O disco de estreia da Dorsal Atlântica representa, entre outras coisas, o sentimento radical que muitos headbangers cultivavam numa era de transição da política brasileira. A banda formada por Carlos “Vândalo” Lopes (guitarra e vocal), seu irmão Cláudio “Cro-Magnon” Lopes (baixo) e Toninho “Hardcore” (bateria) alcançou status de respeito em um cenário underground que engatinhava para um objetivo, tendo influenciado nomes como Korzus (que no mesmo ano lançava o seu “Ao Vivo”) e Sepultura (que também soltava o seu “Morbid Visions”), só para citar alguns.
Em entrevista concedida para o nosso site, em outubro de 2015, o próprio Carlos Lopes definia o álbum: “Não tenho muitas memórias, nem mesmo emocionais desse período. E nem sou a mesma pessoa. Ainda bem. Compreendo que seja, até hoje, inominável a importância desse LP de 1986 (gestado em 1985) para a cena nacional, e a latina, pois foi um dos primeiros discos realmente radicais, conectados à cultura underground da época”.
“Antes do Fim” foi gravado em três dias (entre 23 e 25 de abril de 1986) no Rio de Janeiro e lançado em São Paulo pela extinta gravadora “Lunário Perpétuo” que, nove meses antes, lançava outro ícone do Heavy Metal brasileiro, o “Live!” do Vulcano.

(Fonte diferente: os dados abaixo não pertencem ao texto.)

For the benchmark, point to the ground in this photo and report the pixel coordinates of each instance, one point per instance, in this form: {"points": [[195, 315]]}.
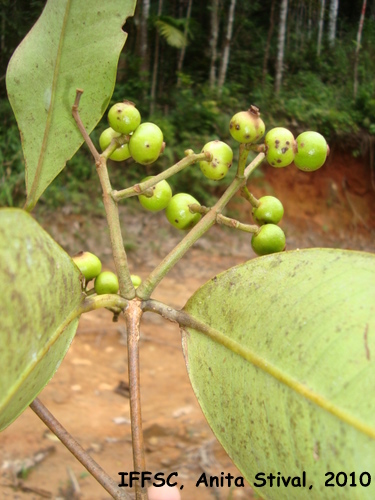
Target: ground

Muito à frente do seu tempo, canções politizadas como “HTLV-3”, “Vorkuta” e “Joseph Mengele” se adequavam tanto à proposta Heavy Metal, pela estética que a banda apresentava e riffs selvagens, quanto agradava aos adeptos do Hardcore que, na época, eram muito voltados ao movimento Punk. Naqueles dias, o radicalismo que hoje sob um olhar mais analítico, podemos defini-lo como uma fase “romântica” e até “inocente”, era alimentado musicalmente por canções como “Morte Aos Falsos” e “Álcool”, com suas várias interpretações. “Guerrilha”, para muitos, é o destaque máximo de “Antes do Fim”. Com uma mensagem libertária, esta música se tornou um hino para o Heavy Metal brasileiro por todas as gerações.
A história da capa é um tanto curiosa. Nela, figuraria a foto de dois corpos em decomposição, os mesmos que estão no álbum “Antes do Fim, Depois do Fim” (2005), que nada mais é que uma releitura do álbum original. Inseguros das vendas, os produtores não concordaram com sua utilização, foi então que resolveram fotografar o desenho da camiseta de Carlos que ele próprio havia pintado e utilizá-lo como capa.
O sucesso no meio underground era inevitável, o disco chegou à marca de três mil cópias vendidas, porém há indícios de que foram prensados mais de dez mil LPs. A falta de recursos que imperava à época em nada atrapalhou o caminho que este álbum teria que pavimentar. Os primeiros frutos vieram ainda em 1986 com sua entrada em listas de melhores do ano e shows por RJ, SP e BH, inclusive abrindo para o Venom e Exciter no Maracanãzinho (RJ). Saudemos esse grande marco que acaba de fechar três décadas de existência!